Already, seven counties have combined the duties of treasurer-tax collector and auditor-controller claiming they are motivated by cost savings and greater efficiency, neither of which is historically valid.

With recent and persistent actions that threaten to erode the will of voters, we want to bring light to an important measure that would protect the rights of voters by ensuring that any proposed consolidation of the elected treasurer-tax collector and auditor-controller  be approved by the voters. Brough’s bill ensures that voters are given the opportunity to vote on any consolidation of treasurer-tax collector and auditor-controller. And it protects the voters authority to decide through the voting process if the consolidated office is to be elected or appointed.

As county treasurer-tax collectors, we receive, deposit, and manage investments and are the principals in the issuance of county debt obligations which support construction projects and other county financing needs. We are responsible for banking and financial relationships and entrusted to administer the county’s budget. The auditor-controller is the only agency in most counties that serves as an active independent watchdog of inaccurate financial reporting and misappropriation of funds.
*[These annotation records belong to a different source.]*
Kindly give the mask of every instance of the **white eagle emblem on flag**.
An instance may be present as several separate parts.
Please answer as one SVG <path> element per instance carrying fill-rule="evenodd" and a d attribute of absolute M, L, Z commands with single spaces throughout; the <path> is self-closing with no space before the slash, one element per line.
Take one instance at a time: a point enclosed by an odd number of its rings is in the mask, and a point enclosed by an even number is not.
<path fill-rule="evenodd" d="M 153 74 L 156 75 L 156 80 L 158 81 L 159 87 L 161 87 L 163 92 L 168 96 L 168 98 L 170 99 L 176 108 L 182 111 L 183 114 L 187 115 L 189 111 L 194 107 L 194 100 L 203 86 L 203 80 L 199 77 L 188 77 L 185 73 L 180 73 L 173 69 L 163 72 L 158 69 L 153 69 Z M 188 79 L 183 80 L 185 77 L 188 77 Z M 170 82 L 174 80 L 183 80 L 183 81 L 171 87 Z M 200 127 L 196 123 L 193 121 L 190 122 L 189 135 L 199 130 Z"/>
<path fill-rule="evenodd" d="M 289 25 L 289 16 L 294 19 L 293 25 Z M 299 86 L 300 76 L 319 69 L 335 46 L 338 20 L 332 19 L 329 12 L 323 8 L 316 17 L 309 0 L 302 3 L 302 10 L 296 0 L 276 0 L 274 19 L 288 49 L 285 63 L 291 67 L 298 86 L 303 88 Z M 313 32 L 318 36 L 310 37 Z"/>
By working independently, but in collaboration, the treasurer-tax collector and auditor-controller ensure a checks and balances process providing oversight protecting county assets.

Policy that allows for combining the County watchdog and financial management functions into a single agency acting without direct accountability to the voters promotes a dangerous conflict of interest. It also erodes the will of county voters to choose who represents them, and in this case, they have overwhelmingly chosen women. We believe in order to uphold good governance and maintain transparency; voters should have the right to decide whether or not consolidation of these key offices best serves their local jurisdictions.

We, along with our fellow treasurer-tax collectors, support AB2558 to preserve and protect voters’ rights.

Ed’s Note: Sandie Arnott, the immediate past president of the California Association of County Treasurers and Tax Collectors, is the San Mateo County treasurer-tax collector; Karen Adams is the Merced County treasurer-tax collector; Tracy Kennedy is the Madera County treasurer-tax collector.